A new study by three academics has found that insider trading at cryptocurrency exchange Coinbase Global may be more widespread than a case being pursued by federal prosecutors.
The study by academics at the University of Technology Sydney examined the activity around tokens on decentralized exchanges — which generally don’t require identity checks — in the 300 hours before Coinbase announced it would be added to its platform, Bloomberg reported Wednesday (Aug. 17).
Using statistical analysis, the researchers — Ester Félez-Viñas, Luke Johnson and Talis J. Putnins — estimated that between 10% and 25% of Coinbase listings since 2018 showed signs of insider trading, per the report.

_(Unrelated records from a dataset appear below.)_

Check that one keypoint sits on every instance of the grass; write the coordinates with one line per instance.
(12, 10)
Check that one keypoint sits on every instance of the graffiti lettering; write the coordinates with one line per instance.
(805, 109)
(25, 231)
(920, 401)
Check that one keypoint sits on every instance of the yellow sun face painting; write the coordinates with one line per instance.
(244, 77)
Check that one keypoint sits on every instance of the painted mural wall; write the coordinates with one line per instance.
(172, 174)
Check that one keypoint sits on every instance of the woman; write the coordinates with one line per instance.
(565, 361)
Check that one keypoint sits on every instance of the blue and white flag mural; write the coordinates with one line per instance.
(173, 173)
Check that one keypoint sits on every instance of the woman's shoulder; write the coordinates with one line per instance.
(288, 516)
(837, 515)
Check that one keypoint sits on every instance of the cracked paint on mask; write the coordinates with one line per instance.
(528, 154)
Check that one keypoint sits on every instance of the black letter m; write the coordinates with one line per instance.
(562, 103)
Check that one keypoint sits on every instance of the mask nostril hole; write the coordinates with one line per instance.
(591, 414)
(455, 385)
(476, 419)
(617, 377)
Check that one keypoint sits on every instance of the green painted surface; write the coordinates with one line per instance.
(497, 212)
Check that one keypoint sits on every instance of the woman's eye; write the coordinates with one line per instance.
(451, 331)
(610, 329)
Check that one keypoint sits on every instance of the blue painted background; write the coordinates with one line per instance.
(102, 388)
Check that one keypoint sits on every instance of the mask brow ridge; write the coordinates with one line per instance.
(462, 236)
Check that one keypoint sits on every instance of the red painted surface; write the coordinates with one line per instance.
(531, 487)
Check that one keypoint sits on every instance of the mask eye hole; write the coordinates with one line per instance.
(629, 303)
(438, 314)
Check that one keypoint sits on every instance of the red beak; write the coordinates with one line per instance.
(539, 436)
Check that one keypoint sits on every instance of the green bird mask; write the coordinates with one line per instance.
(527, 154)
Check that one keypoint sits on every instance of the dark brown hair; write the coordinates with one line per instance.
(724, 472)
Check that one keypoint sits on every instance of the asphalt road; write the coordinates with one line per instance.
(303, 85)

“Here we have a unique data set — the blockchain — which we don’t have in the stock market that allows us to get more direct evidence,” Putnins said in the report.
Responding to the report, a Coinbase spokesperson told Bloomberg, “Coinbase takes allegations of frontrunning incredibly seriously, and we work hard to ensure all market participants have access to the same information. We have zero tolerance for illicit behavior and monitor for it, conducting investigation where appropriate.”
The report follows a July announcement by the U.S. Department of Justice (DOJ) that a former manager for Coinbase and two other men were all charged with wire fraud conspiracy and wire fraud.
In what the department called the first-ever insider trading case involving cryptocurrency, the charges stem from a scheme to commit insider trading in cryptocurrency assets by using confidential Coinbase information about which crypto assets were due to be listed on the company’s exchange.
The alleged insider trading netted the three men $1.5 million.
The price spike ahead of forthcoming announcements by Coinbase that it would list a new token has become known as the “Coinbase Effect.”